Thursday, May 27, 2010

Transparency = speed

Transparency, the willingness to expose problems when they occur, is an important component of any kick-butt lean enterprise. Unfortunately, most companies have created an environment that fosters problem avoidance, where employees feel compelled to hide problems for fear of reprisal. Conversely, a company that practices transparency, where problems are not only exposed, but are readily discussed with passion and directness, will solve their problems faster and more effectively.

Most information about problems exist as bits and bytes in a database, invisible to most. The trick is to get the problems out into the open, where they cannot be ignored. One of our clients literally puts poor-quality customer returns in red bins on the floor in front of their daily communication boards where people almost trip over them. These returned products get addressed pretty quickly.

Imagine the call center that shows the number of dropped calls real-time on a huge screen for all to see. If the trend gets worse, how long until someone notices? Right away. What if the screen didn't exist and all of the dropped call info was being collected in a database? How long until a problem would be addressed? Who knows.

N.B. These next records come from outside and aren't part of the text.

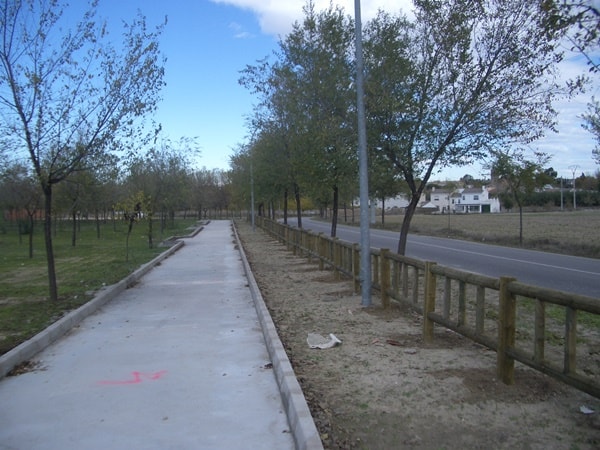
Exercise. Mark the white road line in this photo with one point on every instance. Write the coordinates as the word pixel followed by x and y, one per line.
pixel 508 259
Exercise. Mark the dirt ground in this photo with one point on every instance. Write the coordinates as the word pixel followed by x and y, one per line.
pixel 384 388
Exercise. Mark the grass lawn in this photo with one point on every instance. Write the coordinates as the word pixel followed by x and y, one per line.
pixel 81 270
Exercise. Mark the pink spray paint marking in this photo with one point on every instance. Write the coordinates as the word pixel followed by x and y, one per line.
pixel 138 377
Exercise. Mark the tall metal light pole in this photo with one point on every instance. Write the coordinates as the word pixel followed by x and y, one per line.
pixel 574 169
pixel 363 172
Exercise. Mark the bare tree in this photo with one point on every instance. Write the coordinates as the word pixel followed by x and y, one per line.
pixel 68 96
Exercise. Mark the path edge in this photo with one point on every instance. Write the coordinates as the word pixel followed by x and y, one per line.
pixel 304 430
pixel 28 349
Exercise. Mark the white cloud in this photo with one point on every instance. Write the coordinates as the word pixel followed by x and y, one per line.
pixel 276 17
pixel 239 32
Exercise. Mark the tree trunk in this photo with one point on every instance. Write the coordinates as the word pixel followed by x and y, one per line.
pixel 97 214
pixel 334 213
pixel 520 224
pixel 285 206
pixel 31 223
pixel 298 205
pixel 48 240
pixel 150 239
pixel 74 229
pixel 408 215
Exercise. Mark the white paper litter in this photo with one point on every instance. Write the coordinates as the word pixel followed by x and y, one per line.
pixel 317 341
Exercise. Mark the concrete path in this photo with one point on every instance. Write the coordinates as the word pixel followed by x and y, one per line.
pixel 179 361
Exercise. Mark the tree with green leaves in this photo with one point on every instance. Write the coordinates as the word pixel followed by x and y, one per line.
pixel 474 77
pixel 520 176
pixel 305 115
pixel 68 96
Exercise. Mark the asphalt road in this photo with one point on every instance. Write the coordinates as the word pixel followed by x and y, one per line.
pixel 554 271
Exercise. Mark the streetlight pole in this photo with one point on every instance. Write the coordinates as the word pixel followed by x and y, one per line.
pixel 365 245
pixel 574 169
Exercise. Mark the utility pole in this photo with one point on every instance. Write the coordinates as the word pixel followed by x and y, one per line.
pixel 365 245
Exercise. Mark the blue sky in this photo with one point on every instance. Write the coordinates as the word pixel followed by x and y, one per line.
pixel 208 42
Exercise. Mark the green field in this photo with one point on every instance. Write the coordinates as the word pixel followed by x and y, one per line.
pixel 567 232
pixel 81 270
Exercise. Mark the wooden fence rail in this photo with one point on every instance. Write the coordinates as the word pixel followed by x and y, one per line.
pixel 519 322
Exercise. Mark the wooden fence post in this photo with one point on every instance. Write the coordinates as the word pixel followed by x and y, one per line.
pixel 505 365
pixel 320 252
pixel 570 366
pixel 336 258
pixel 356 267
pixel 429 301
pixel 385 277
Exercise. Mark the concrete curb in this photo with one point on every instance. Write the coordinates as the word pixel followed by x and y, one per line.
pixel 304 430
pixel 26 350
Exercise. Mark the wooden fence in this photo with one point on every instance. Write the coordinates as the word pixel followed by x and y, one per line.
pixel 542 328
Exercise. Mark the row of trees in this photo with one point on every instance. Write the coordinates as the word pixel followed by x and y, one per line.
pixel 154 186
pixel 462 81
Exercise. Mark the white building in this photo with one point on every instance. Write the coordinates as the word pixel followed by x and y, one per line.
pixel 476 200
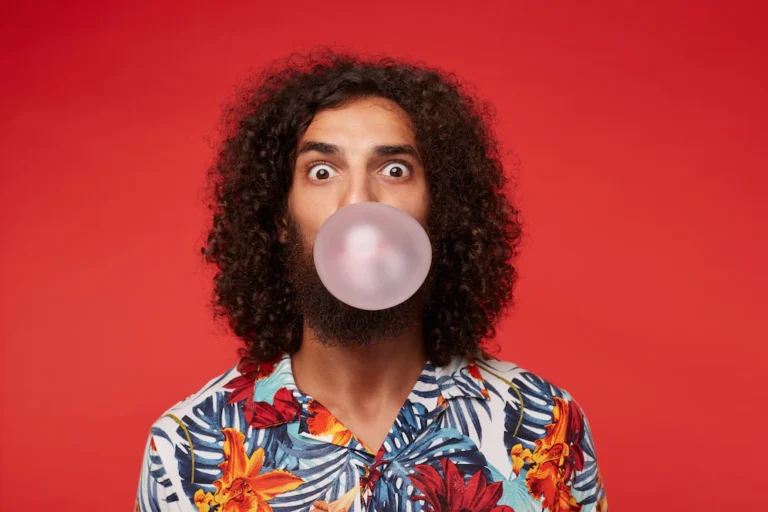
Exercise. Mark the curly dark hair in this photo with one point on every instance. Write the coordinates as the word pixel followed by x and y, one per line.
pixel 479 228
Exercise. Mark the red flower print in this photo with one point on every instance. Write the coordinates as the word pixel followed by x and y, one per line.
pixel 450 493
pixel 285 409
pixel 554 459
pixel 242 385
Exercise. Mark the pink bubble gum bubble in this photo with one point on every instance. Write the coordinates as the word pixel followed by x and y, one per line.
pixel 372 255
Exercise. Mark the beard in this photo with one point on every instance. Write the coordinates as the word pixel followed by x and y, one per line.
pixel 334 322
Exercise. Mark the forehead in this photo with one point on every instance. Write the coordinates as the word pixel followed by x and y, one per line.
pixel 372 120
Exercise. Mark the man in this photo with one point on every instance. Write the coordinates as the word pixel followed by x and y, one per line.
pixel 336 408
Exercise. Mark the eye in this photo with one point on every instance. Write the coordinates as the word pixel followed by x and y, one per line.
pixel 397 169
pixel 323 169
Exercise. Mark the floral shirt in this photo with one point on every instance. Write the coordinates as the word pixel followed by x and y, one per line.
pixel 478 435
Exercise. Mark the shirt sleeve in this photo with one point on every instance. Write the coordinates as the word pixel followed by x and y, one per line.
pixel 587 486
pixel 155 493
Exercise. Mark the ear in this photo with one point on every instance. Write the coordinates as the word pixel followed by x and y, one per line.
pixel 282 229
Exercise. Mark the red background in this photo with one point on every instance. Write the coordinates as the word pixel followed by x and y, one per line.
pixel 641 133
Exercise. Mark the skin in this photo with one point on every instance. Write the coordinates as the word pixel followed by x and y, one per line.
pixel 360 365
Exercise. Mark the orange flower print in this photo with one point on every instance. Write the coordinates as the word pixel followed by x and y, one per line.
pixel 343 504
pixel 242 488
pixel 554 458
pixel 322 423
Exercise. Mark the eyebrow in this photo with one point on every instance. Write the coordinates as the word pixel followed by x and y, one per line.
pixel 385 150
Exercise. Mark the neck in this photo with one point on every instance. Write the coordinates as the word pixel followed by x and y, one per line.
pixel 339 374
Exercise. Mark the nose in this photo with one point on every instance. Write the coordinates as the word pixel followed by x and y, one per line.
pixel 359 188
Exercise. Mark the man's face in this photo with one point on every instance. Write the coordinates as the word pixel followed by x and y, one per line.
pixel 355 153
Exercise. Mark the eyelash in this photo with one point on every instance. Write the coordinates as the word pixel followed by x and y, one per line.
pixel 314 164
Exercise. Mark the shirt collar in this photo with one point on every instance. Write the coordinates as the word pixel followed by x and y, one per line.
pixel 437 386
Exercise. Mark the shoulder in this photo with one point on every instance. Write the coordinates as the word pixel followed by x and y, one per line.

Imagine the hospital operating room with an "on-time start" percentage posted right on the door to the OR every day, with all of the reasons for starting a procedure late. Would the root causes of late starts get addressed quickly? Probably.

Before embarking on a journey to transparency, it is critical to establish some rules:

1. Blame the process, not the person
2. Don't shoot the messenger
3. Data collection should be simple and fast
4. Use color, red and green, to make hits and misses obvious
4. Reward people for following the transparency process


All companies have problems every day. Do you want to be the company that knows what's going on so you can fix the problems, or do you want to hide the problems and rely on hope and luck. When it comes to business, ignorance is not bliss.